So there are a couple of moving parts to that: foremost, Kubernetes is only a
tool, and so I would doubt there is The One True Way(tm) of doing canary
deployments -- and I'm taking liberties with your comment in that I presume
you don't mean the literal rolling-upgrade which is ``kubectl rolling-update``
and is _very smart_. Having said "it's just a tool," the first thing that
sprung to mind when reading canary deployments was the health checker built
into the ReplicationControllers. There are several ways one can check on the
"health" of a Pod, and k8s will remove any Pod from service that has declared
itself ineligible for service.

If the QoS metrics are too broad for any one given Pod to have insight into,
k8s has a very robust API through which external actors can manipulate the
state of the cluster, rolling back the upgrade if it turns out the new deploy
is proving problematic.

I hope he doesn't throw tomatoes at me for suggesting this, but Kelsey
Hightower
<[https://github.com/kelseyhightower>](https://github.com/kelseyhightower>) is
an amazing, absolutely amazing, community resource. If you don't find
inspiration from the talks he has given, then reach out on Twitter and ask for
a good place to read up on your concerns. I bet if he doesn't know the answer,
he will know the next contact for you to try.

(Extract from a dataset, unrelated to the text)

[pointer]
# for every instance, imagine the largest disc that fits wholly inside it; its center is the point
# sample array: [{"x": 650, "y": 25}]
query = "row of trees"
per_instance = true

 _load balancing properly in a master-slave style configuration versus
something more round-robin oriented_

Now there is something you and k8s may genuinely have a disagreement about -
in its mental model (to the best of my knowledge) every Pod that matches the
selector for a Service is a candidate to receive traffic. So in that way,
there is no "slave" because everyone is equal. However, if I am hearing the
master-slave question correctly, failover is automagic because of the
aforementioned health check.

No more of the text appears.